Elle hausse les épaules.
— Comment aurais-je pu prévoir votre venue d’abord, et ensuite qu’on vous affecterait l’appartement que je venais de quitter ?
Alors disons que le Bon Dieu fait bien les choses…
— C’est Thomson qui vous a chargé de rechercher papa ?
— Exact. Vous le connaissez ?
— Il m’a suivie pendant plus d’une semaine.
— Vous recherchez réellement votre père ?
— Naturellement, pourquoi ?
— Vous pourriez vouloir promener ceux qui sont à ses trousses.
Elle hoche pensivement la tête.
— Non. Je voudrais bien avoir de ses nouvelles.
Je me sers un nouveau gorgeon. La demoiselle O’Bannon fait un faux mouvement et sa culotte ensorceleuse choit sur le tapis. Spontanément, je me baisse pour la ramasser ; mais je me dis que dans le fond, il faut savoir manquer de galanterie parfois pour être tout à fait gentleman et je lui laisse ce soin. Nos visages se trouvent à moins de six centimètres l’un de l’autre, ce qui ne constitue pas un fossé infranchissable entre deux êtres jeunes et ardents.

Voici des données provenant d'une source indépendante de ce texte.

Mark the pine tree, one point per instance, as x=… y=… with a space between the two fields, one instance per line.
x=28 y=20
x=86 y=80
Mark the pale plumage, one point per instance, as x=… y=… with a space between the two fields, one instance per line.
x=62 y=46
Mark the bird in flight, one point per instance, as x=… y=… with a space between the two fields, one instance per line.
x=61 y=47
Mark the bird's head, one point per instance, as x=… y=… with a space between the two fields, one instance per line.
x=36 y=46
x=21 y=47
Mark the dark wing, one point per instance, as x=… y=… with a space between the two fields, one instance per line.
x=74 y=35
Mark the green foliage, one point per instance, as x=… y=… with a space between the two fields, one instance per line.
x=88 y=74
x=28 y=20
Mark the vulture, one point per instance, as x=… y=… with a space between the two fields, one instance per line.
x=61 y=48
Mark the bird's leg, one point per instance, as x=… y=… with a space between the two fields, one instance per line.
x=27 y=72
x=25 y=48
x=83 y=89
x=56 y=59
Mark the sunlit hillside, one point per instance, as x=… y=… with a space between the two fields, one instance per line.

— Si vous me racontiez un peu ? dis-je une fois qu’elle a récupéré son bien.
Je ne parviens pas à arracher mes yeux de ce slip coquinet ; comme dirait Woody Allen : je voudrais être lui.
Elle répond à ma question par une autre, ainsi qu’il est d’usage chez les gonzesses.
— Si vous retrouvez mon père, que ferez-vous ?
— Je donnerai un coup de fil à Ted Thomson pour lui communiquer l’adresse de M. O’Bannon, mon petit, puisque je suis payé pour ça.
— Et si je vous donnais, moi, le double de ce que vous a proposé Thomson, accepteriez-vous de travailler pour moi ?
Je lui souris.
— Si je vous répondais que oui, miss O’Bannon, vous ne pourriez pas avoir confiance en moi, car cela prouverait que je serais un infâme margoulin sans dignité.
Elle opine.
— Puis-je vous demander votre prénom ? risqué-je.
— Cathy.
— Cathy, reprends-je, personnellement je n’ai rien à l’encontre de votre daddy ; si mon flair légendaire me faisait le retrouver et que vous fussiez en ma compagnie, rien ne vous empêcherait de le prévenir pendant que j’alerterais Ted Thomson.
Dis, l’artiste, tu suis la trajectoire du mec ? Ça, c’est de l’acrobatie sans visibilité, non ? Tu la vois se pointer, la grosse bébête à l’Antonio ? Elle montre déjà le bout de l’oreille, non ? Des trucs commak, c’est comme si t’avais déjà la braguette ouverte !
Cathy O’Bannon me dévisage très gravement, en fille de tête.
— Je ne vois pas très bien où vous voulez en venir, dit-elle.
Lui faire un dessin ? Ça risquerait de tourner au graffiti de pissotière…
— A ceci, Cathy : pour l’instant nous avons vous et moi un objectif commun qui est de retrouver monsieur votre père. Mettons nos billes ensemble pour y parvenir. Et si nous y parvenons, chacun agira à sa guise, sans tenir compte de l’autre. Croyez-moi, ça se défend.
Cathy, je vais te dire : c’est pas le genre de môme à prendre des décisions à la sauvette. Elle a du chou avec la façon de s’en servir.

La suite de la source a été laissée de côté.